ANISOTROPY AND SUBSURFACE STRUCTURE OF THE CALIFORNIA ALBACORE REGION USING SEISMIC INVERSE THEORY

The dynamic processes that go on our planet's surface is largely, though not completely, explained by Plate tectonic theory. The California land and offshore region contains the large strike-slip San Andreas fault network, rifting in the borderland region and the former subduction of the now extinct Farallon plate, all within relatively close vicinity, collectively making this region globally unique and invaluable to seismic research.

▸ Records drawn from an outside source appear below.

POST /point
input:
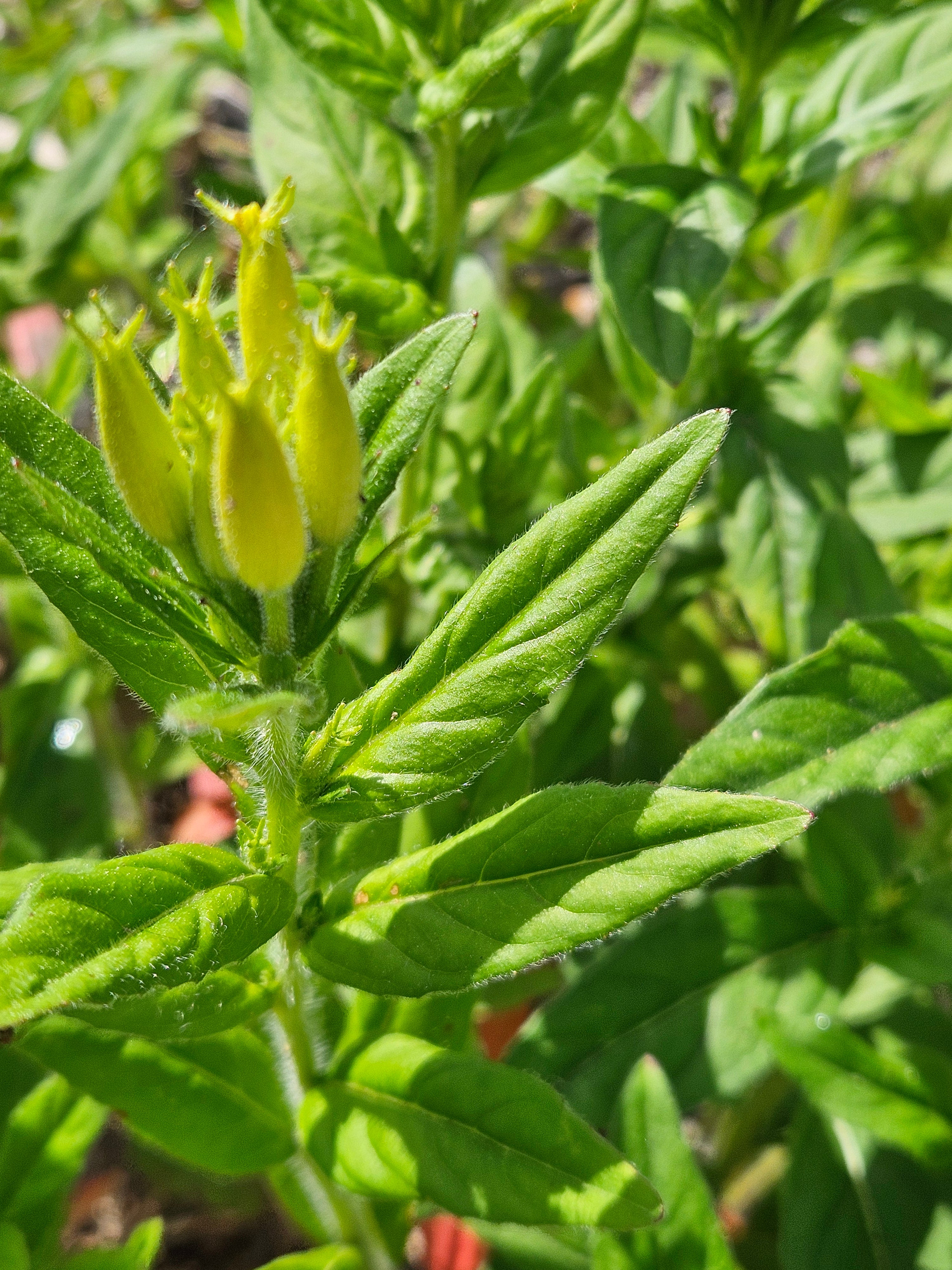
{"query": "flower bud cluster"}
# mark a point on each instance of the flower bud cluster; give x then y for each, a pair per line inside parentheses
(257, 462)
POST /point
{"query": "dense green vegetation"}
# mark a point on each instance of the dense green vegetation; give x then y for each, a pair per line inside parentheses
(573, 622)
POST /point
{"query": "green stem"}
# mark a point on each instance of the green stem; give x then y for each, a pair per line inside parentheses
(342, 1215)
(449, 208)
(277, 666)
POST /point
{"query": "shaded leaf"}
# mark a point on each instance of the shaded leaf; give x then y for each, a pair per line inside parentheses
(214, 1103)
(574, 90)
(121, 928)
(846, 1078)
(521, 631)
(667, 237)
(43, 1151)
(868, 712)
(649, 991)
(690, 1234)
(412, 1121)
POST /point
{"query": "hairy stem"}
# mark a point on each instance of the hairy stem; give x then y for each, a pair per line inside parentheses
(449, 208)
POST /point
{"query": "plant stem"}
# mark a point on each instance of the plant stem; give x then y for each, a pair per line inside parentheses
(277, 666)
(449, 208)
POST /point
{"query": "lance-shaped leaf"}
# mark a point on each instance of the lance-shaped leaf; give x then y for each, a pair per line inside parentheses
(667, 237)
(574, 90)
(348, 44)
(214, 1103)
(690, 1233)
(122, 928)
(653, 989)
(875, 92)
(229, 711)
(522, 629)
(557, 869)
(411, 1121)
(223, 1000)
(394, 404)
(43, 1150)
(846, 1078)
(869, 711)
(124, 614)
(450, 92)
(332, 1257)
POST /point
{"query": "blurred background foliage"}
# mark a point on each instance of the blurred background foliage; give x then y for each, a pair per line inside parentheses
(816, 300)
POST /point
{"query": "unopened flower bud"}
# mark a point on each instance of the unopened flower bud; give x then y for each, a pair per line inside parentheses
(204, 360)
(326, 436)
(267, 302)
(258, 514)
(192, 425)
(139, 440)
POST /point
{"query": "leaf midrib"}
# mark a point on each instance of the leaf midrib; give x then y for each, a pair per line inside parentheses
(600, 862)
(439, 1118)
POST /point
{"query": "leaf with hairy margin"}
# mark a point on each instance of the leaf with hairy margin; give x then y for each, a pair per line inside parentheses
(869, 711)
(554, 871)
(409, 1121)
(121, 928)
(521, 631)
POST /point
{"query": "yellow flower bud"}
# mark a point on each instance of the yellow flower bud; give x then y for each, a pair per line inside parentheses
(257, 509)
(204, 360)
(139, 440)
(326, 436)
(268, 311)
(195, 427)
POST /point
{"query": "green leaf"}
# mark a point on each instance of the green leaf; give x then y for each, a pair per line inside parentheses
(347, 44)
(394, 404)
(520, 450)
(690, 1233)
(525, 1248)
(139, 1253)
(453, 90)
(651, 990)
(67, 197)
(822, 1220)
(347, 166)
(121, 928)
(904, 516)
(899, 410)
(557, 869)
(574, 90)
(159, 591)
(874, 93)
(667, 238)
(847, 1079)
(411, 1121)
(229, 711)
(216, 1004)
(135, 639)
(868, 712)
(522, 629)
(799, 562)
(332, 1257)
(214, 1103)
(15, 1254)
(397, 402)
(772, 341)
(43, 1151)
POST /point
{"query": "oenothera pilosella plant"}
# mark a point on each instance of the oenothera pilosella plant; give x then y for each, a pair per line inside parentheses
(209, 556)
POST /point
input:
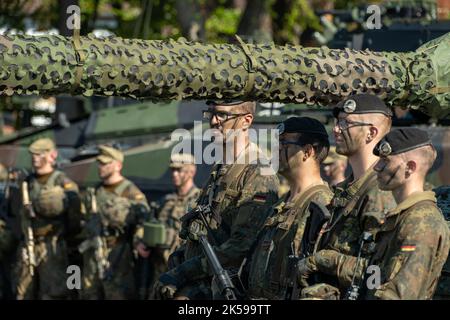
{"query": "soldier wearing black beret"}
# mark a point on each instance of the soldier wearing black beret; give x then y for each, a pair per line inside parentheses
(303, 146)
(413, 243)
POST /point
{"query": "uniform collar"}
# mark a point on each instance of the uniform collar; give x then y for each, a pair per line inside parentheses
(411, 200)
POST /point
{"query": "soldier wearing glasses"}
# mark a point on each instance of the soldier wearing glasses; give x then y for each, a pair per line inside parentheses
(238, 195)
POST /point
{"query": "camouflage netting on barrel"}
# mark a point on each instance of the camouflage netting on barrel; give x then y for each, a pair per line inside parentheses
(161, 70)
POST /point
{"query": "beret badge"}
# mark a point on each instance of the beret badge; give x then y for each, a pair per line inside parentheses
(349, 106)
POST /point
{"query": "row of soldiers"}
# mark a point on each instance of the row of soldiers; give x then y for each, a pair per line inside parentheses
(100, 230)
(312, 242)
(316, 242)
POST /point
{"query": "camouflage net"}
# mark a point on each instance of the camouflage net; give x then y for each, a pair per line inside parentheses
(161, 70)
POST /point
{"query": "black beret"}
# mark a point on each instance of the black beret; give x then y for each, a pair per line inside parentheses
(302, 125)
(226, 102)
(401, 140)
(362, 103)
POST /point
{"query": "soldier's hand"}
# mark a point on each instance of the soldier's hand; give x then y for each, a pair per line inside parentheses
(165, 288)
(305, 268)
(142, 250)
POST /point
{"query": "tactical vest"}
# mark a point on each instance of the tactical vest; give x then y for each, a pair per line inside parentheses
(221, 192)
(173, 209)
(346, 209)
(389, 229)
(279, 238)
(42, 224)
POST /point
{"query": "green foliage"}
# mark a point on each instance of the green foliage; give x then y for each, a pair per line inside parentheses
(222, 23)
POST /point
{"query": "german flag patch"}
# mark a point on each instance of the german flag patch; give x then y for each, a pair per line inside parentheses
(408, 248)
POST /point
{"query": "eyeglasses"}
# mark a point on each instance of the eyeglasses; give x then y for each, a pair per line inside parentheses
(222, 116)
(344, 124)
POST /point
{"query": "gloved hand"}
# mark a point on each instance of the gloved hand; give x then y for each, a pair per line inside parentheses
(305, 268)
(172, 280)
(166, 287)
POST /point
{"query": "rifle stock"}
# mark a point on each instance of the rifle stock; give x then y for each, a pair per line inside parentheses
(221, 277)
(27, 230)
(97, 243)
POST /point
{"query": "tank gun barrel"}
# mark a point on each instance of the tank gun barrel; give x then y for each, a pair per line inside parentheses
(178, 69)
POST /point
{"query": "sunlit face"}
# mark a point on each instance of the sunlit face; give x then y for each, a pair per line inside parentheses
(181, 175)
(224, 118)
(390, 172)
(106, 170)
(349, 133)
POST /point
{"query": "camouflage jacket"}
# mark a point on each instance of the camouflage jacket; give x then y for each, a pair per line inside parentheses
(281, 234)
(412, 247)
(239, 196)
(6, 239)
(172, 209)
(118, 215)
(69, 221)
(356, 207)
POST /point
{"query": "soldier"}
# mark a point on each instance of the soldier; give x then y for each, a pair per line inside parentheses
(7, 242)
(413, 242)
(358, 204)
(173, 207)
(52, 215)
(334, 167)
(303, 146)
(238, 195)
(120, 207)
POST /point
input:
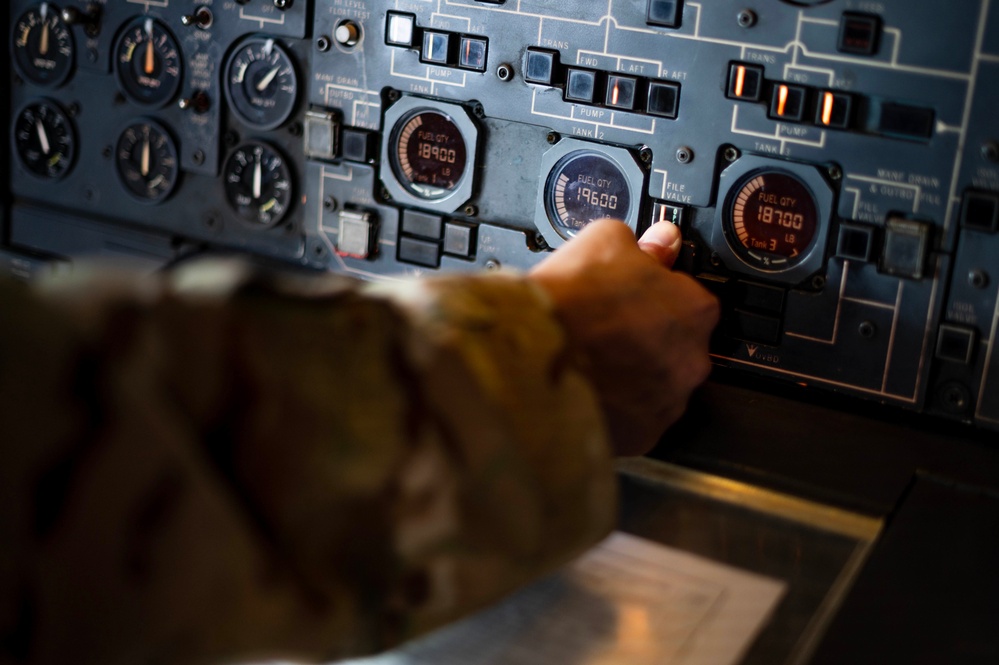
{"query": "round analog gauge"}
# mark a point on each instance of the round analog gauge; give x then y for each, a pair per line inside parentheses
(772, 219)
(258, 184)
(261, 84)
(583, 187)
(148, 63)
(146, 161)
(429, 155)
(45, 140)
(43, 46)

The Asthenospheric and Lithospheric Broadband Architecture from the California Offshore Region Experiment (ALBACORE) in conjunction with the CISN network offers an array of 82 seismic land stations along with 34 Ocean Bottom Seismometers (OBS) that our team used to analyze 80 Earthquake events with the purpose of furthering our collective understanding of the regional scale, subsurface seismic anisotropy & LAB boundaries. We obtain shear wave velocities as a function of depth by the inversions of Rayleigh wave phase velocity data, with the goal of resolving significant low velocity zone structures and mineral anisotropy that may serve as proxies for plate motion. In dealing with such abundant information, it is necessary to organize informatics based on region, proximity to faults and geological features as well as age of sea floor to better discern patterns. Preliminary results have shown deep ocean regions with seismic anisotropy perpendicular to sea floor magnetic anomalies at low periods that reverses to a north-south anisotropy at higher periods, an alignment that resembles plate motion. This deep ocean, two layer model transitions into multiple layers of anisotropy in the borderlands and back into a two layer model in the land regions. Though much work is still necessary, it may be possible to begin outlining the subsurface structure and anisotropy of the California region based on the seismic evidence and inversions outlined in this project.